Oblivion
Varen stopped at the hand’s spade-shaped apex, and when its point swung past Isobel, their gazes again met.
His black stare both beckoned and dared, silently asking a single question: Are you coming?
Then the clock hand wheeled away, breaking their connection. Varen disembarked when the spade’s point reached the twelve. Continuing forward, he entered the foggy drifts of clouds that coasted by.
Isobel urged herself after him, and now her steps came more steadily. Because she thought she finally knew what it was he was doing. He was provoking her, challenging her to join him on another ledge—another cliff.
We’ll get our revenge, Pinfeathers had warned her. Don’t you forget that.
The Noc hadn’t been talking about Varen’s revenge on her, Isobel realized. He’d meant Varen’s escalating need to exact vengeance on himself.
And what better way to do that than to deny himself any chance of escape from the prison of his own mind?
Isobel arrived at the outer rim of the clock and waited. When the minute hand swung her way, she leaped aboard, throwing her arms out to her sides for balance. But she wavered anyway, managing the ride with far less grace than Varen.
Through the pane of the clock face beneath her, massive gears twitched and spun. The low clunking of the cogs vibrated through her entire body, reminding her how much of a dream this wasn’t.
She jumped when the numeral twelve entered her view and, stumbling, her momentum carried her forward into the clouds and onto the spire.

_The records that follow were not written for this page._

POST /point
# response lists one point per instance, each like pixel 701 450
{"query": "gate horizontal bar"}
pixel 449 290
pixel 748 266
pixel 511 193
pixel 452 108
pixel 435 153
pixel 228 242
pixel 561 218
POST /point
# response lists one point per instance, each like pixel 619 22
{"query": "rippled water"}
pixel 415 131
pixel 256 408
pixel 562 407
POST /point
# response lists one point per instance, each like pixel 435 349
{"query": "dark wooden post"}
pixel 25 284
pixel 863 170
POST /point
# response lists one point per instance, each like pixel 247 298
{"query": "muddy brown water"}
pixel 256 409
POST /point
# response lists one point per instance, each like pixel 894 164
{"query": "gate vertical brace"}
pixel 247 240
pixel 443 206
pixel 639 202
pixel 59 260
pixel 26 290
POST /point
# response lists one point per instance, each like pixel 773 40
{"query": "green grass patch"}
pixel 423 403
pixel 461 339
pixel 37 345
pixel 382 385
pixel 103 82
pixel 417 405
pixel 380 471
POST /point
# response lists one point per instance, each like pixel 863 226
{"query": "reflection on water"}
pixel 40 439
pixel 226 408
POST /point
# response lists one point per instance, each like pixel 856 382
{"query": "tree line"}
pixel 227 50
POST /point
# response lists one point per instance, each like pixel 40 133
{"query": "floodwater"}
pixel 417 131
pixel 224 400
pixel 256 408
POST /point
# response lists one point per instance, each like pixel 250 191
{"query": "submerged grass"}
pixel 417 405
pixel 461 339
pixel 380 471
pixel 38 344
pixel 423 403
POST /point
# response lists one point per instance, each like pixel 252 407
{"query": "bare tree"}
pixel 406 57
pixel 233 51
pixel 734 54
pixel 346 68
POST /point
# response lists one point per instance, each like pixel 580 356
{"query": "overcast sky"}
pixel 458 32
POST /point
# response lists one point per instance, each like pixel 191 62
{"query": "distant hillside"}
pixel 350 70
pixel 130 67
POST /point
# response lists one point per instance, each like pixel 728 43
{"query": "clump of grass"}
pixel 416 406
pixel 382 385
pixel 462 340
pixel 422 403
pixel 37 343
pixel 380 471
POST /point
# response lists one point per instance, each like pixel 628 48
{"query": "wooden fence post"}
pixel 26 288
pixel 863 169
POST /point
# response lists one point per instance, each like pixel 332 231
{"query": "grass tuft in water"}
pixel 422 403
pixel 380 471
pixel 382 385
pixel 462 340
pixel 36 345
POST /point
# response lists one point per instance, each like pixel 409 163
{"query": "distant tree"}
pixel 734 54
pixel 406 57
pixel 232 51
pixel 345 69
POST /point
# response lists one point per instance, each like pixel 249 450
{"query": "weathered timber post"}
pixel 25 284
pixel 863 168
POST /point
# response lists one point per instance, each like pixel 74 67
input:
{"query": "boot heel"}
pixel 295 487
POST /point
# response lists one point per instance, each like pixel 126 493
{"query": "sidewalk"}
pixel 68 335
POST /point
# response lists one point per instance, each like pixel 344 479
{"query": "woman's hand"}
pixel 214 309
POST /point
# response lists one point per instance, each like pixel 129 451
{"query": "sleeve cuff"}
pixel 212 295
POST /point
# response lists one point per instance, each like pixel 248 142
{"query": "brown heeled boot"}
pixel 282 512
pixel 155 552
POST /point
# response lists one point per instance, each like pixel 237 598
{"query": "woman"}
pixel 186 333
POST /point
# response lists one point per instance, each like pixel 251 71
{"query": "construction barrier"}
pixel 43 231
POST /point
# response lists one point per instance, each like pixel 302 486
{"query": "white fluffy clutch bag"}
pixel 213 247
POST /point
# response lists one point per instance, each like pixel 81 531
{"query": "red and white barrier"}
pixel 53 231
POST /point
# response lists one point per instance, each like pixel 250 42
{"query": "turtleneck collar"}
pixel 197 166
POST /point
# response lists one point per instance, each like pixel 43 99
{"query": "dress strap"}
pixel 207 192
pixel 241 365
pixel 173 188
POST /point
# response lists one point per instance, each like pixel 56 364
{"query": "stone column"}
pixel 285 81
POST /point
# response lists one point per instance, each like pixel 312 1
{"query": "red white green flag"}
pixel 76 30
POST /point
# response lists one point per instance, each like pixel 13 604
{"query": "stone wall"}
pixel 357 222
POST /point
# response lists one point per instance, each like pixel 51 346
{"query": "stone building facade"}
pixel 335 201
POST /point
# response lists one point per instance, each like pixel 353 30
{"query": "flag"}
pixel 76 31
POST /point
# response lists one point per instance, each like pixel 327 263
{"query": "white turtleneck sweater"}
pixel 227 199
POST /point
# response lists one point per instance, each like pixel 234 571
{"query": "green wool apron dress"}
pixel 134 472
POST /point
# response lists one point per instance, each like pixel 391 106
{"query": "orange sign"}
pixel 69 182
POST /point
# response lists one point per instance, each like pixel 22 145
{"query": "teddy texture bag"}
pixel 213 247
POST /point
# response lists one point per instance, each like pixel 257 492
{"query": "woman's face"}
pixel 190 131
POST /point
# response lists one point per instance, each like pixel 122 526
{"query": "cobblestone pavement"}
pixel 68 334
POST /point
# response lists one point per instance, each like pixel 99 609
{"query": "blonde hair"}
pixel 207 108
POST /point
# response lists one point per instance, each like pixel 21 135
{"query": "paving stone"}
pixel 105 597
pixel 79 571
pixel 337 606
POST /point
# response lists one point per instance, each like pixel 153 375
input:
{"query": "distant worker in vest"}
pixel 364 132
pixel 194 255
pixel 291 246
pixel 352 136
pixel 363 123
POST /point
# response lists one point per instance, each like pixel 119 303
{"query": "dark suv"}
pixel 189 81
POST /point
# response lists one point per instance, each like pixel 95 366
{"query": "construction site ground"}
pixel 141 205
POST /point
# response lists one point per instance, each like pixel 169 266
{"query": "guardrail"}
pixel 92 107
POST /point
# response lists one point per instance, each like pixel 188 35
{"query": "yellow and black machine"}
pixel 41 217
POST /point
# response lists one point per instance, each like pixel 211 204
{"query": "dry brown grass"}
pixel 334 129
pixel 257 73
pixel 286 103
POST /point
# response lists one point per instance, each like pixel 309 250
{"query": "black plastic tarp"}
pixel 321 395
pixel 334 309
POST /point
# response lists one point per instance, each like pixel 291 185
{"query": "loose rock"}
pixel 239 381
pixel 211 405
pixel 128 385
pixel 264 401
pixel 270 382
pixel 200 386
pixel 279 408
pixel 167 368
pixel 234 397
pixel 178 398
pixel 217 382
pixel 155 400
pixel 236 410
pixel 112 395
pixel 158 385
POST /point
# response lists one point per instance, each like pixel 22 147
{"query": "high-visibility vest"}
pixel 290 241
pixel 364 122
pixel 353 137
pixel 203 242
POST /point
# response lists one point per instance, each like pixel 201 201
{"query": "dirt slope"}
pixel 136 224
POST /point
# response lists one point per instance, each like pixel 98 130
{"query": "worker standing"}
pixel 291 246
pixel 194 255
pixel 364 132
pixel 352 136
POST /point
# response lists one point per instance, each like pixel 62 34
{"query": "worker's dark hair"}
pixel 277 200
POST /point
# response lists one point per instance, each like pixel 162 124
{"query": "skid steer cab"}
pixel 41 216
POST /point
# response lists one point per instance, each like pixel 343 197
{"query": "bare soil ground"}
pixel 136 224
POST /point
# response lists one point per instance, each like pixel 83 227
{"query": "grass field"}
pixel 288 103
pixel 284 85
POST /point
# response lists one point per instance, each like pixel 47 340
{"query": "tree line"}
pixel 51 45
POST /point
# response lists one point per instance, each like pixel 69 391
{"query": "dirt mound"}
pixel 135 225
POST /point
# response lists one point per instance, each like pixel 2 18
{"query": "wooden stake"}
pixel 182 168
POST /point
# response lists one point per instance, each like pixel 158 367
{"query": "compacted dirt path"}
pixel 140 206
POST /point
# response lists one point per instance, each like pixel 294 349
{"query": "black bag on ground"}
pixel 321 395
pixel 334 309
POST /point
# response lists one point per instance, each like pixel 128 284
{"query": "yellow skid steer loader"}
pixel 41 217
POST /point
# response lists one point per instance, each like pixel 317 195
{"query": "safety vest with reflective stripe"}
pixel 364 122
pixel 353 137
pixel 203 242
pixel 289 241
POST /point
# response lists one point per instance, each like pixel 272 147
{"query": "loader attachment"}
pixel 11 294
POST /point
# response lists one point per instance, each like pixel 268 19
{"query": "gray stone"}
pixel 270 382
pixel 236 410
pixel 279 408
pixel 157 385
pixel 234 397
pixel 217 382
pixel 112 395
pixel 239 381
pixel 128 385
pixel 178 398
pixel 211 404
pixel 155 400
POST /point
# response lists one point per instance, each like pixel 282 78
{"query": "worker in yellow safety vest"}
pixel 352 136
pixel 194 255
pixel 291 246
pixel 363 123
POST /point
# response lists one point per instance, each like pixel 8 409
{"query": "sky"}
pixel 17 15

When she looked ahead, she saw that, like another grim fixture of the palace’s forbidding architecture, Varen now stood at the pinnacle of the horizontal steeple. Where one more step would have sent him plunging.
The Ultima Thule, Isobel thought grimly.
“I know what you’re doing,” she yelled out to him over the howling winds.
He glanced back at her. Though he said nothing, he lifted an arm, opening his palm toward her.
“You’re trying to prove to me—to yourself—that it can’t be done,” Isobel went on, stepping forward. “That you can’t be saved. That you don’t deserve to be.”
Venturing farther out, she took care to place one foot directly in front of the other, treading the steeple’s tapering point as she would a balance beam.
Varen watched her without speaking.
Isobel kept her eyes fixed on him as well.
Though she refused to look down, spindly sideways spires spiked into her lower periphery. Somewhere past them, a swirl of movement and the distant roar of waves alerted her to the presence of the white sea.
But Isobel pushed the thought of raging waters aside and, through the strands of her whipping hair, did her best to maintain focus on Varen’s outstretched arm.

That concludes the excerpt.